The MTP1 draft genome was 57.7% GC and consisted of 7,647,882 bp. Surprisingly, MTP1 appears by phylogenomics to be only relatively distantly related to known cyanobacteria, with its closest relatives, Geitlerinema and Leptolyngbya, in the family Oscillatoriales. The rRNA from MTP1 was somewhat related to these two genera: Geitlerinema sp. PCC 7407 SSU RNA 92% (1362/1486), LSU RNA 90% (2608/2898); and Leptolyngbya boryana SSU RNA 90% (1345/1488) (90%), LSU RNA 88% (2564/2910). The draft genome consisted of 6,695 coding sequences and 81 RNAs, as determined by RAST and SEED (8, 9). Again, of these coding sequences relatively few were highly similar to their orthologs in either cyanobacterium. With Geitlernema sp. PCC 7407 only 27 were >90% identical, and only 167 were >80% identical. With Leptolyngbya borana only 21 were >90% identical, and only 151 were >80% identical. Thus, the MTP1 draft genome is intrinsically of interest in providing additional insight into cyanobacterial diversity. In addition, further analysis is sure to yield information on specific niche adaptations and ecological interactions. For example, the MTP1 genome encodes a variety of resistance systems (over 84 genes), in particular to heavy metals, including copper, cobalt, cadmium, zinc, mercury, and arsenic. As well, it encodes 87 genes involved in capsule and extracellular polysaccharide (EPS) synthesis, suggesting their possible importance in mat formation and interactions with other organisms. EPS may have interesting biotechnological properties (10, 11) and play diverse roles in nature in promoting adherence (12), formation of microbial mats (13–15), and allowing for long-term survival under adverse conditions (16). The genome also encodes proteins related to the capacity for fermentative metabolism, including several hydrogenases.

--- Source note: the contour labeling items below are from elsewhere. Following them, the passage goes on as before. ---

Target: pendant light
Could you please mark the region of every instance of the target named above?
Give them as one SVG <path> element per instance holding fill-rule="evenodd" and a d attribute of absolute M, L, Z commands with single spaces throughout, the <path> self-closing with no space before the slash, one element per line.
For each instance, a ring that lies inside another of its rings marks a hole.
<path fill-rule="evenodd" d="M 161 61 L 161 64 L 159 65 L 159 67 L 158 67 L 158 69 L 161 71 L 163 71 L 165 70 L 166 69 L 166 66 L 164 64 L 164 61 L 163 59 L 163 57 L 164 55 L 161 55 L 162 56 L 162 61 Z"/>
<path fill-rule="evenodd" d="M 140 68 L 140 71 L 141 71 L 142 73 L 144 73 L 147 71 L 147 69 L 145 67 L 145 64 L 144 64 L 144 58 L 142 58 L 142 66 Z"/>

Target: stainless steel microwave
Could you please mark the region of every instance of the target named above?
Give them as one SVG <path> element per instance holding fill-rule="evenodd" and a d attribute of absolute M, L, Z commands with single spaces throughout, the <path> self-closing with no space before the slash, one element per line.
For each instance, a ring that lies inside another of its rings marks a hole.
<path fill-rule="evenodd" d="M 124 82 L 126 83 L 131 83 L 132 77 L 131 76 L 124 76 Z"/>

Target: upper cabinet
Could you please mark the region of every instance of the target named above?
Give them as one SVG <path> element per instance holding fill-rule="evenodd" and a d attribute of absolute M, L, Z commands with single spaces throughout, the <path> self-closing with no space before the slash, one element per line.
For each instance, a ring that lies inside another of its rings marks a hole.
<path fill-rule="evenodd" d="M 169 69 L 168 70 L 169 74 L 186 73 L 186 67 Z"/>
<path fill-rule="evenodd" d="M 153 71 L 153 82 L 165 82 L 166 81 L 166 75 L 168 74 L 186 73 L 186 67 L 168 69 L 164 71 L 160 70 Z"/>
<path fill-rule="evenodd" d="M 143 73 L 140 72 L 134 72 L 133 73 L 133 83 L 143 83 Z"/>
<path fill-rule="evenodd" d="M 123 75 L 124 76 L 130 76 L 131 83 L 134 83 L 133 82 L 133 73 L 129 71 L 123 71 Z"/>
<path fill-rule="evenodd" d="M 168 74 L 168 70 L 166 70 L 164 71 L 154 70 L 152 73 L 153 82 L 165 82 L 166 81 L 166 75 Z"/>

Genomic DNA was isolated from an enrichment culture of a sample obtained at a thermal source at Chalk Creek, Colorado. The library was prepared using a Nextera DNA sample preparation kit (Illumina) following the manufacturer’s user guide, with subsequent simultaneous fragmentation and addition of adapter sequences by a limited-cycle (5 cycles) PCR. The final library concentration (1.60 ng/µL) was measured using the Qubit dsDNA HS assay kit (Life Technologies), and the average library size (883 bp) was determined using the Agilent 2100 Bioanalyzer (Agilent Technologies). The library was sequenced by using a 600 Cycles v3 reagent kit (Illumina) in MiSeq (Illumina). Assembly was performed by MR DNA (Shallowater, TX) using NGEN (DNAstar) as the primary assembly method followed by manual optimization.

Nucleotide sequence accession numbers.

This whole-genome shotgun project has been deposited at DDBJ/EMBL/GenBank under the accession number LNAA00000000. The version described in this paper is version LNAA01000000.